Optimize SQL query in findByEPerson to enhance performance
Description
It updates the findByEPerson method in the GroupDAOImpl class to improve SQL query performance.
The previous HQL statement has been rewritten to use a more efficient JOIN query when retrieving groups linked to a specific EPerson.
This issue was discovered recently during a period of high user activity in an instance with a large number of users and groups, where multiple concurrent connections were observed. While monitoring the database, I noticed many active and slow-running queries similar to the following:
select g1_0.uuid, g1_1.uuid, g1_0.eperson_group_id, g1_0.name, g1_0.permanent
from public.epersongroup g1_0
join public.dspaceobject g1_1 on g1_0.uuid = g1_1.uuid
where (
select e1_0.uuid
from public.eperson e1_0
join public.dspaceobject e1_1 on e1_0.uuid = e1_1.uuid
where e1_0.uuid = $1
) in (
select e2_0.eperson_id
from public.epersongroup2eperson e2_0
join (public.eperson e2_1
join public.dspaceobject e2_2 on e2_1.uuid = e2_2.uuid)
on e2_1.uuid = e2_0.eperson_id
where g1_0.uuid = e2_0.eperson_group_id
)
These subquery-based statements caused unnecessary overhead and contributed to poor performance during peak load.
Instructions for Reviewers
List of changes in this PR:
- Replaced the old subquery-based HQL:
from Group where (from EPerson e where e.id = :eperson_id) in elements(epeople)
with a more performant join-based query:
select distinct g from Group g join g.epeople ep where ep.id = :eperson_id
Checklist
- [x] My PR is created against the
mainbranch of code (unless it is a backport or is fixing an issue specific to an older branch). - [x] My PR is small in size (e.g. less than 1,000 lines of code, not including comments & integration tests). Exceptions may be made if previously agreed upon.
- [x] My PR passes Checkstyle validation based on the Code Style Guide.
- [x] My PR includes Javadoc for all new (or modified) public methods and classes. It also includes Javadoc for large or complex private methods.

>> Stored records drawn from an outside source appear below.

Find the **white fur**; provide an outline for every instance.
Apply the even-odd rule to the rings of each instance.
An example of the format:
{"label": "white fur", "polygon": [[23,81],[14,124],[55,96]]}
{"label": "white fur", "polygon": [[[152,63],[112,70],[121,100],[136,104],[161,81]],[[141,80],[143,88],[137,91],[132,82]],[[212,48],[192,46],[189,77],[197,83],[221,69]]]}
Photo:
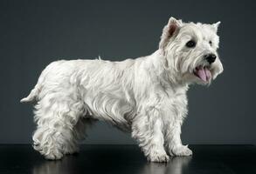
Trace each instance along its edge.
{"label": "white fur", "polygon": [[[190,84],[211,81],[197,77],[196,67],[208,65],[212,79],[223,71],[218,57],[211,66],[204,58],[207,53],[217,55],[218,24],[183,23],[171,17],[152,55],[121,62],[50,64],[31,94],[21,100],[37,102],[35,150],[48,159],[76,152],[86,128],[104,120],[130,130],[149,161],[168,161],[167,154],[191,155],[180,138],[188,113],[186,92]],[[191,38],[197,46],[187,48]]]}

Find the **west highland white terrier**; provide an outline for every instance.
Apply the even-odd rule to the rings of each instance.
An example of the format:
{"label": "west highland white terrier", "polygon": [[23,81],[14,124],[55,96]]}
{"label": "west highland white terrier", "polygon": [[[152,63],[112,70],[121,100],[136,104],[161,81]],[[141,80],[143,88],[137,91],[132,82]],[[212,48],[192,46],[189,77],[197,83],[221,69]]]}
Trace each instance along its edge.
{"label": "west highland white terrier", "polygon": [[190,156],[181,125],[191,84],[210,84],[223,71],[218,24],[170,17],[159,49],[121,62],[59,60],[50,64],[21,102],[36,102],[34,149],[47,159],[79,151],[86,128],[104,120],[131,132],[148,160]]}

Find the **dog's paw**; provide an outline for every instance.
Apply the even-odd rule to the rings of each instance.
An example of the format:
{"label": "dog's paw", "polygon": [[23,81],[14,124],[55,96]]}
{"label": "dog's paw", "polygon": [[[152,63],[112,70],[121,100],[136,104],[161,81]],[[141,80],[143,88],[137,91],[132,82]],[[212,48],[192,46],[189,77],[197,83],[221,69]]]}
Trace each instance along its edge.
{"label": "dog's paw", "polygon": [[169,159],[170,157],[166,153],[151,153],[148,157],[149,161],[156,163],[166,163]]}
{"label": "dog's paw", "polygon": [[178,145],[172,148],[170,153],[172,156],[191,156],[193,152],[188,148],[188,145]]}

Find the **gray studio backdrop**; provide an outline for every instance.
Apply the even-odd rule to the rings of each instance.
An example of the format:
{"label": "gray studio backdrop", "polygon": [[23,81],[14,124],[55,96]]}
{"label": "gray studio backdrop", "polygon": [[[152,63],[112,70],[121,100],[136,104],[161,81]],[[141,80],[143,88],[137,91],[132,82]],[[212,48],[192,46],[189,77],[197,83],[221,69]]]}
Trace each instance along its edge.
{"label": "gray studio backdrop", "polygon": [[[32,105],[19,100],[49,63],[151,54],[170,16],[221,21],[225,70],[208,88],[191,86],[183,142],[256,144],[255,9],[253,1],[1,1],[0,144],[31,142]],[[86,144],[135,143],[102,123],[88,134]]]}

- [ ] My PR passes all tests and includes new/updated Unit or Integration Tests based on the Code Testing Guide.
- [ ] My PR includes details on how to test it. I've provided clear instructions to reviewers on how to successfully test this fix or feature.
- [x] If my PR includes new libraries/dependencies (in any
pom.xml), I've made sure their licenses align with the DSpace BSD License based on the Licensing of Contributions documentation. - [x] If my PR modifies REST API endpoints, I've opened a separate REST Contract PR related to this change.
- [x] If my PR includes new configurations, I've provided basic technical documentation in the PR itself.
- [x] If my PR fixes an issue ticket, I've linked them together.
Thanks @toniprieto. This sounds reasonable. Is this testable in any way? We also have a large number of users and groups, so it would be interesting if we could quantify the before and after. I don't know if it's possible to run HQL directly...
Great @alanorth ! I was just looking into the best way to reproduce this for testing. By enabling Hibernate’s show_sql option, I can see that the new query being executed is:
select distinct g1_0.uuid, g1_1.uuid, g1_0.eperson_group_id, g1_0.name, g1_0.permanent
from public.epersongroup g1_0
join public.dspaceobject g1_1 on g1_0.uuid = g1_1.uuid
join public.epersongroup2eperson e1_0 on g1_0.uuid = e1_0.eperson_group_id
where e1_0.eperson_id = ?
The current query is the one present in the ticket description. Using the UUID of a user who belongs to multiple groups, you should be able to test it.
This function is usually called before running a Solr search with a non-admin user. In a test instance, it’s hard to notice a big improvement because the query tends to be cached. However, I’ve observed a clearer improvement when multiple users are logging in and the system is under higher load.
@toniprieto thanks. I tested both queries with a user who belongs to 307 groups and the result set was the same, though I don't think it's easy to test the performance difference.